Landowners work out a cost-share agreement that can often fund most, but not all, of the treatment costs, Kurtz says.
"There are some expectations that landowners have some skin in the game," Kurtz says.
The landowner and conservationists also work with the Ashland-based Lomakatsi Restoration Project to put that plan into action by specifically identifying what trees, shrubs and other material gets removed or left through a mix of noncommercial thinning, trimming and brush removal.
The landowner hires whatever contractor they want to do the work, and AFAR pays its portion of the agreement when the work is completed and inspected.
AFAR is an extension of the Ashland Forest Resiliency Stewardship Project, a similar program that focuses on about 7,800 acres of Forest Service lands within the Ashland watershed using a combination of commercial and noncommercial thinning.
The federal project is within the AFAR boundaries, and partners in the projects say they need each other to make a real difference in a watershed that has a mix of ownership but a joint need to treat overgrown forestlands ripe for a catastrophic burn.
"We're looking for the all-lands, all-hands approach," says Darren Borgias, of The Nature Conservancy, one of several AFR and AFAR partners. "It's the only way we can have effective fire-management for the land and the people."

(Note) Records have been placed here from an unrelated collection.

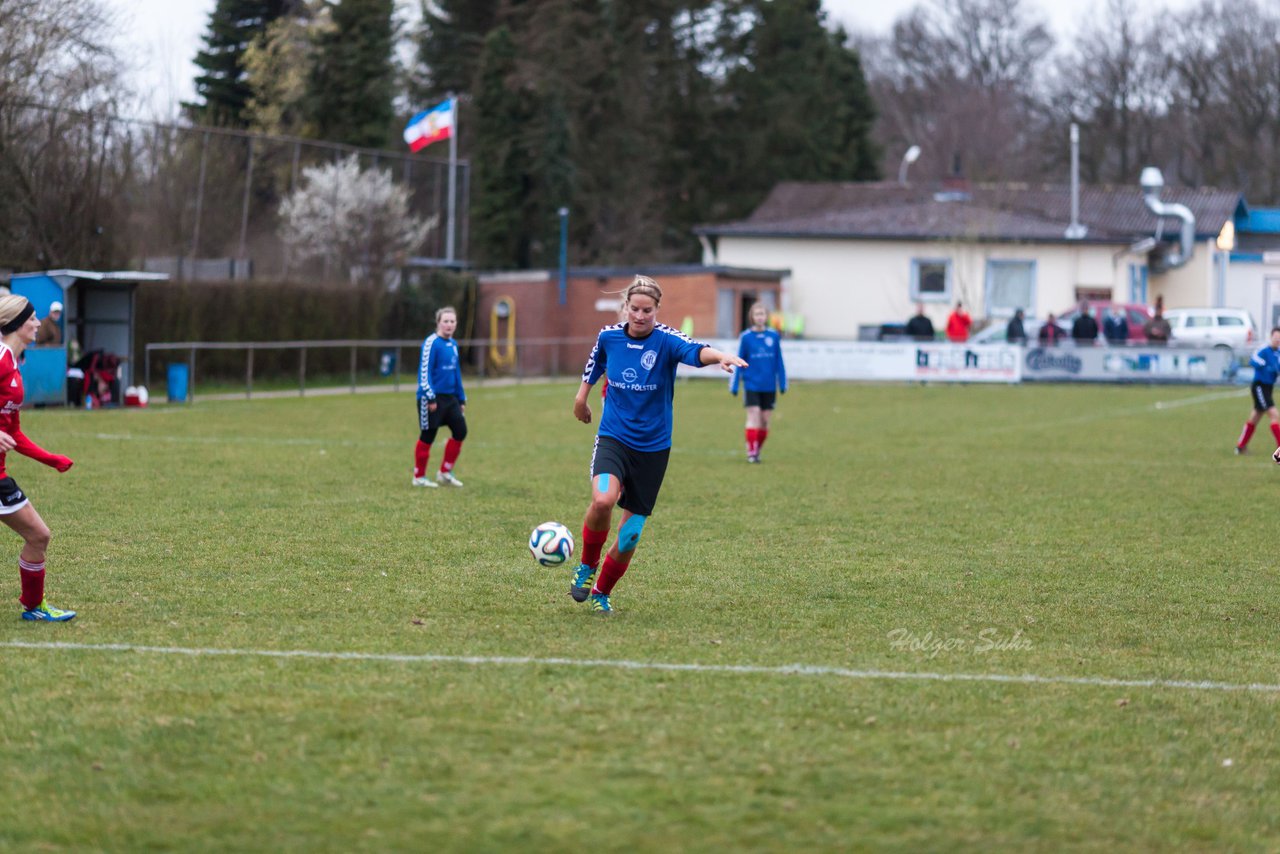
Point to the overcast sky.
(160, 37)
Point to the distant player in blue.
(440, 401)
(1266, 366)
(638, 357)
(764, 379)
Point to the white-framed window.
(931, 279)
(1138, 283)
(1010, 286)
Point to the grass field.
(1098, 547)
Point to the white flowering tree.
(353, 219)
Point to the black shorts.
(12, 497)
(640, 471)
(764, 400)
(448, 412)
(1261, 394)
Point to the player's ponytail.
(14, 311)
(645, 287)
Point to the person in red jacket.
(18, 329)
(958, 324)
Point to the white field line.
(1159, 406)
(784, 670)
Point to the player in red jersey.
(18, 328)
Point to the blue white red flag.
(430, 126)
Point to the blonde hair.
(645, 287)
(10, 305)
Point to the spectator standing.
(764, 379)
(1115, 328)
(958, 324)
(50, 328)
(1015, 333)
(1051, 333)
(1266, 368)
(1157, 328)
(920, 327)
(1084, 330)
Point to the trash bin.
(177, 382)
(387, 362)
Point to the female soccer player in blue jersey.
(638, 357)
(440, 401)
(764, 379)
(1266, 370)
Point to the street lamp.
(912, 155)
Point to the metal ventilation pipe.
(1152, 182)
(1077, 229)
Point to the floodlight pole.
(563, 282)
(453, 177)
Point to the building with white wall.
(864, 254)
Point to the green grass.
(1112, 538)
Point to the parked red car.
(1134, 313)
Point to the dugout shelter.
(97, 315)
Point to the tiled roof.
(986, 211)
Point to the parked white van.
(1230, 328)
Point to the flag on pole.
(430, 126)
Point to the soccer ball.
(551, 544)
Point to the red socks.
(609, 575)
(32, 583)
(452, 448)
(592, 544)
(421, 453)
(755, 438)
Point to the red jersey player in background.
(18, 328)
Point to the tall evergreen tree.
(222, 85)
(502, 179)
(449, 46)
(799, 108)
(353, 78)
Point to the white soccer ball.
(551, 544)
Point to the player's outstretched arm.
(727, 361)
(581, 410)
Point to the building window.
(1010, 286)
(931, 279)
(1138, 283)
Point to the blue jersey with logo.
(762, 351)
(641, 378)
(1266, 365)
(440, 370)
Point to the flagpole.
(453, 177)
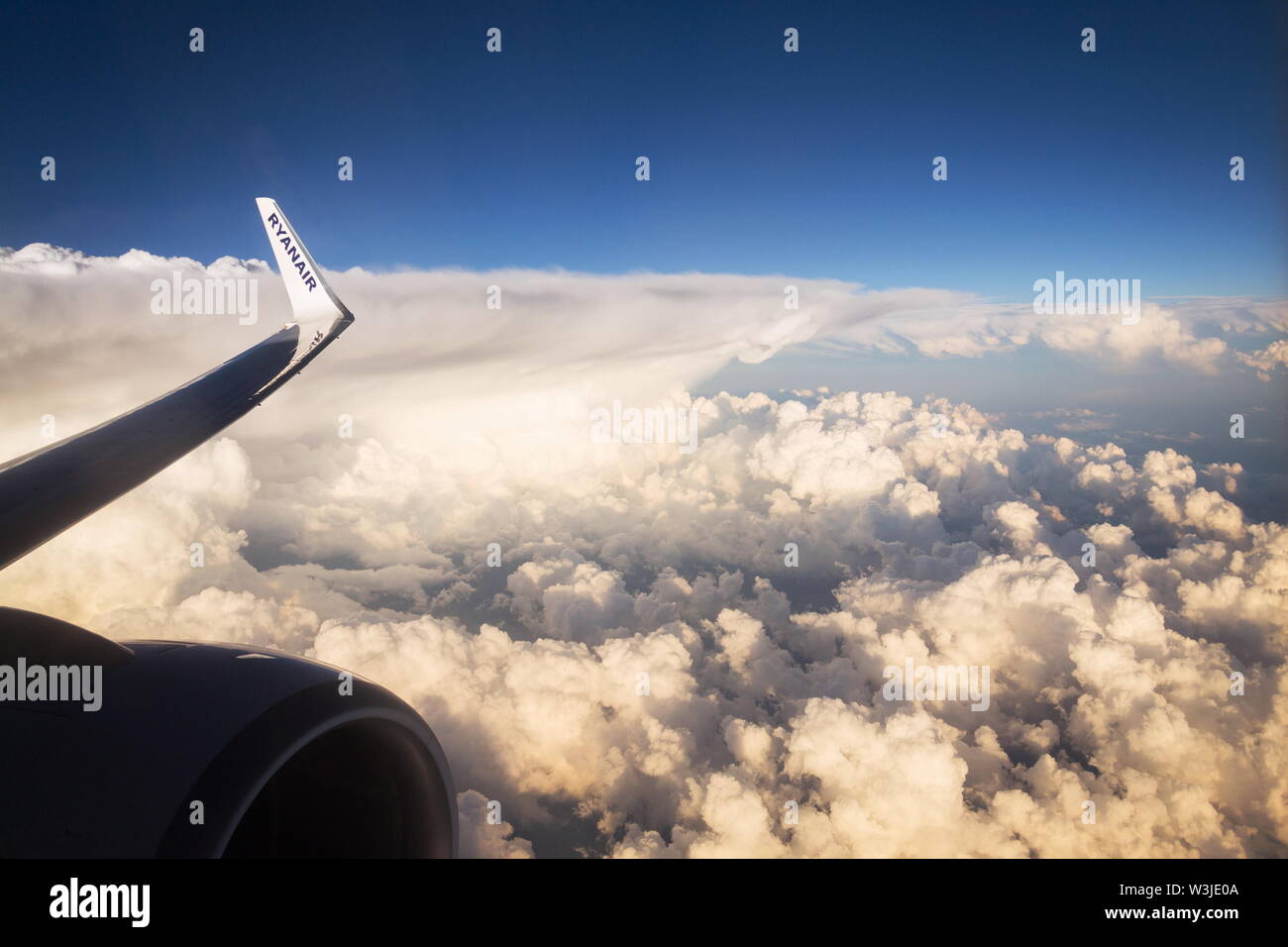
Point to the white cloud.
(644, 676)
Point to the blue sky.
(812, 163)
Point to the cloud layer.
(683, 655)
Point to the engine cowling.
(213, 750)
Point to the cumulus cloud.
(684, 655)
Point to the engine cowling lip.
(243, 768)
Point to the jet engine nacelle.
(211, 750)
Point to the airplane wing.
(47, 491)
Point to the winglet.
(312, 299)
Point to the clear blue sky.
(812, 163)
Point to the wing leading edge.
(47, 491)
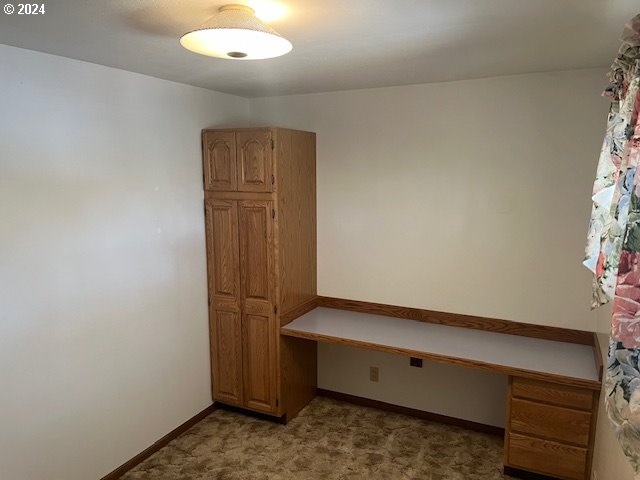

Kurtz says AFAR was able to cash in on some of what she calls the "political capital" of AFR when they started looking for willing landowners and received a mixed bag of excitement and skepticism.
Hal Townsend says he was pretty excited when he received notice about the program. When they built their concrete-sided home in 2009, they created all the requisite fire setbacks but have done very little since.
"But being in the forest, wildfire has always been a concern for us," he says.
Their AFAR agreement calls for about $100,000 worth of work on their land, with the Townsends on the hook for just 10 percent of that.
After Lomakasti helped with their plan, they hired Lomakasti, and its crews spent less than two weeks clearing and stacking slash to burn this fall.
"It went really well," Hal Townsend says. "I like their work."
When completed, their land will be part of the wildfire solution in the Ashland watershed and no longer part of the problem.
"We put our house here," Mary Townsend says. "We are the invaders. You can't change nature, just prepare yourself as best you can."